Daily Life Lessons from Rabbi Heschel

Year 2 Day 265

“The discovery of this tragic predicament is a most painful blow to man’s sense of spiritual security. What lesson is to be drawn from it if not the advice that suspicion is the shortest way to the understanding of human nature. This it seems is the modern version of the Golden Rule: Suspect thy neighbor as thyself.”(God in Search of Man pg. 389)

Engaging in Rabbi Heschel’s wisdom above allows us the opportunity to appreciate our need to constantly check our spiritual temperature. It is imperative, if we want to live in accordance with our spiritual nature, to examine our inner life and our rational minds in order to discern when we are acting from suspicion and when we are acting from love. Suspicion of another(s), like deception of another(s), is rooted in suspicion of ourselves, I believe.

There is a great difference between suspecting ourselves, from suspecting another(s) motives and examining one’s motives, one’s “vested interests of the ego”. When we act and live from suspicion, we are denying the essential goodness, the need to be of service to another. We are surrendering to the “evil drive” and we become untrustworthy and, seemingly, incapable of doing the next right thing for its own sake. We are susceptible and give in to the lies of another who appeals to our negative drive, who validates our inner anger and feelings of powerlessness over change. While change is the only constant, besides God, in our lives, many of us fight changes we don’t ‘like’ and feel like a fish out of water in ‘this new world’.

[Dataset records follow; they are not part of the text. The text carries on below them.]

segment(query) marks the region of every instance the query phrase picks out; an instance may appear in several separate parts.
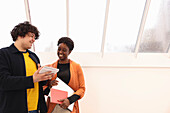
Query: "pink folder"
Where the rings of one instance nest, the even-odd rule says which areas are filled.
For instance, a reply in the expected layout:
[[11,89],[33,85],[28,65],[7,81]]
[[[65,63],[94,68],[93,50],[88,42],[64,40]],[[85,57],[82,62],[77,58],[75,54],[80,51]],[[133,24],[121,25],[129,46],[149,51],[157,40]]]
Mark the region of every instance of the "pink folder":
[[52,103],[62,104],[62,102],[58,100],[65,99],[67,98],[67,96],[68,96],[67,91],[62,91],[62,90],[51,88],[51,102]]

Teaching that slavery was helpful to the slaves because it gave them skills they could eventually use is ridiculous, yet there are many people who will buy into this because of their inner guilt, their inner suspicion of Black people, and their inner fear of losing power to people of color because people of color will ‘get even’ with the white people for the crimes committed against them all these years. People suspect that the inhumane actions they have done to another(s) will be done to them, when another(s) are in power.

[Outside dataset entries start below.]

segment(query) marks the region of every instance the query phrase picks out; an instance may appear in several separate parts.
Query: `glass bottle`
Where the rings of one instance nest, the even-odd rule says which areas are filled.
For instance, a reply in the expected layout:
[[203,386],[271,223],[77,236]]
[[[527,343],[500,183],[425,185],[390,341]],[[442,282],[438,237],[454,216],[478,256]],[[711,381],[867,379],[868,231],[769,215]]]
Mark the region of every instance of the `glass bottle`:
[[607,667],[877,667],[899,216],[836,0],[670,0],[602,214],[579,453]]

The suspicion with which we view another(s) and ourselves comes out in the labels we use to identify human beings; progressive, conservative, Jew, Christian, white, black, Asian, Latino, etc. Once we label someone, we suspect them and their ‘tribe’ because of the stereotypes we have of their ‘tribe’. “All Jews have money, they control the media and the banks, Jews will not replace us, are all examples of the inner suspicions of people who want to demonize, paralyze, keep Jews away from sitting at the table of decision making. Yet, the labels we use have no real meaning anymore. A conservative does not really want to conserve the dynamic nature of the US Constitution nor the dynamic nature of the Bible, they want to conserve their power structure; a progressive doesn’t necessarily want everyone to move forward according to their spiritual nature, they want to move the needle forward for their ‘tribe’ even if it means pushing the needle back for another ‘tribe’. Both of these ‘tribes’ need a ‘bad guy’ to point to, rather than being dynamic and seeing the good in all, seeing that we all need to move forward, continue learning what the next right action is for the particular situation we are in.

We  need to pray/meditate often during the day in order to keep checking in on our spiritual condition. Paraphrasing the Big Book of AA, we have a daily reprieve from our suspicious natures based on our spiritual condition. In recovery and in life, prayer and meditation, study and action are essential to grow our spiritual condition and relieve us of “the bondage of self”. Once we leave the “bondage of self” we get, as Chuck C writes, “a new pair of glasses”, an improved vision of what is, what can be, what God wants, what is the truth of living.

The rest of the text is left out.